Companies and organizations that don't want to make their iPhone/iPod touch software publicly available through AppStore can now apply for a special $299 enterprise development license that entitles them to create and distribute custom software strictly for internal use. The application must be submitted by an individual empowered to make legal commitments on their employer's behalf.
This raises some questions in my mind. If you run a consulting shop that creates commercial iPhone software for clients' (say, government agencies') private use, does each client need an iPhone enterprise license? $299 is not prohibitively expensive, but some clients might balk at signing a contract with Apple as a condition of running the code you sold them. Commercial developers don't necessarily want to share their client lists with Apple.
I'll ask Apple how it works, but I'm hoping that the $299 program is the equivalent of an unlisted number. If the extra $200 buys the privilege of bypassing Apple's validation, distribution and customer registration systems, then it's the right approach.
You could argue that anyone who carries an iPhone is already registered with Apple when they activate their phone, so whatever secrets a user would wish to keep are already out. However, in enterprises, handsets are purchased and activated by the employer, not individual users (a purchase model which has, to this point, been denied iPhone buyers by AT&T). Once a phone is purchased as part of an enterprise deal, it should drop off the map where the handset manufacturer is concerned, and the wireless operator's role is limited to supplying the service and sending the bill. Which individual is using the phone, what for, where they work and what applications they're running should be nobody's business. Anything from personal security to trade secrets might be at stake. Once Apple picks up the enterprise baton, it has a lot to live up to.
iPod touch is a special case, and given my overall lack of enthusiasm for AT&T, my favorite case. touch can be used exclusively inside company, agency or a home's walls for any private use the purchaser has in mind. There is no carrier to protect. There is no requirement to sign up with iTunes or any other service in order to use iPod touch for applications. My first application for iPod touch will be to use it as a remote control for an iBootBar rack power controller. This has several network interfaces, but Telnet is the most versatile and will hide well under a GUI. This won't be a difficult first assignment. I'm more uncertain about licensing for personal applications than I am the SDK.

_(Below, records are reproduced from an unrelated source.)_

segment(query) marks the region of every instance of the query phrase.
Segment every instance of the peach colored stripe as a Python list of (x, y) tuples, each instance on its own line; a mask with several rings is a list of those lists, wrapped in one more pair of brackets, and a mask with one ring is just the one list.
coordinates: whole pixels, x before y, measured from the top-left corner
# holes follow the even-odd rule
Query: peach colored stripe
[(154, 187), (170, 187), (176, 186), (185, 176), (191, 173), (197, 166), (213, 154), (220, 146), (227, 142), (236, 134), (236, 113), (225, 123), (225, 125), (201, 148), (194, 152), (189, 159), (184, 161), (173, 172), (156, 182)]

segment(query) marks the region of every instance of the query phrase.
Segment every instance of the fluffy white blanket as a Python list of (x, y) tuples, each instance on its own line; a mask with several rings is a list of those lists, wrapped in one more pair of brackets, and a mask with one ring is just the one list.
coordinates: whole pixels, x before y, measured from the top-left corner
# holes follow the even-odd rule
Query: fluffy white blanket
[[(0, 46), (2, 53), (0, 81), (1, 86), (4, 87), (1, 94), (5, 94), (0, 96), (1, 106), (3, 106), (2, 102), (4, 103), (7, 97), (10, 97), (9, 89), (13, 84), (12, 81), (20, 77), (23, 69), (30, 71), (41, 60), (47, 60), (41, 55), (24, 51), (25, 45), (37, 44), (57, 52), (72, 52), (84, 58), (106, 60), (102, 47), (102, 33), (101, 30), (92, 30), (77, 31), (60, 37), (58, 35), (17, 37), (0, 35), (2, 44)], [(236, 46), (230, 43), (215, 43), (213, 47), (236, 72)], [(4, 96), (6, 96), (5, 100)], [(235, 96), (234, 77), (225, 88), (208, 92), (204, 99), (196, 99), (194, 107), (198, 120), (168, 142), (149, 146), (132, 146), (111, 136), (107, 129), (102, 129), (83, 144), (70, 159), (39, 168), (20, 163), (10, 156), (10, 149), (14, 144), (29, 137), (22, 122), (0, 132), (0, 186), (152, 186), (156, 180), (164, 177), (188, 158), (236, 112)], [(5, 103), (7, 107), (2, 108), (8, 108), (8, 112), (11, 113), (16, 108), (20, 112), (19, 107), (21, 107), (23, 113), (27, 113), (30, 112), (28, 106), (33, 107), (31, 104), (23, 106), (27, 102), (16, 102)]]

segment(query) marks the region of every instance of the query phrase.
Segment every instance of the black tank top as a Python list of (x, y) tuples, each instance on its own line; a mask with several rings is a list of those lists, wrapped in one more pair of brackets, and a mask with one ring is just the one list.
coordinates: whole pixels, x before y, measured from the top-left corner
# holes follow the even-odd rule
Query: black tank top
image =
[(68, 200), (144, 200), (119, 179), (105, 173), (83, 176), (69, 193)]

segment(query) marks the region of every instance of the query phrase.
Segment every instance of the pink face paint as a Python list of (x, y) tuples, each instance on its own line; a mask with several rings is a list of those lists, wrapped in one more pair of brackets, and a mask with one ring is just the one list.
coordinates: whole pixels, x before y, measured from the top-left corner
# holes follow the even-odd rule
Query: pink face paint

My read of Apple's signing and licensing requirements is that once you pay your $99 or $299 and are issued a certificate, you can start using iPhone/iPod touch units for development (prior to licensing, you can only use the emulator), permitting you to use real devices as develop and debug targets. I have a hunch that units are activated for development use individually (how and how many, I have no idea; perhaps an iTunes-like model) to prevent the use of the SDK as a means of distributing apps.
Where applications written for my sole use are concerned, do I have to sign my code, upload it to AppStore, wait for approval, and re-download it in order to use it? Do I have to re-sign and resubmit the app I wrote for myself every time I make a change (because the checksum changes)? So many questions.
Developer and user licensing will be the messiest aspects of iPhone custom development leading up to the public release in June. I'm going to try to snag a briefing with Apple prior to the release to go over iPhone/iPod touch certificates and licensing. I'll share those details with you.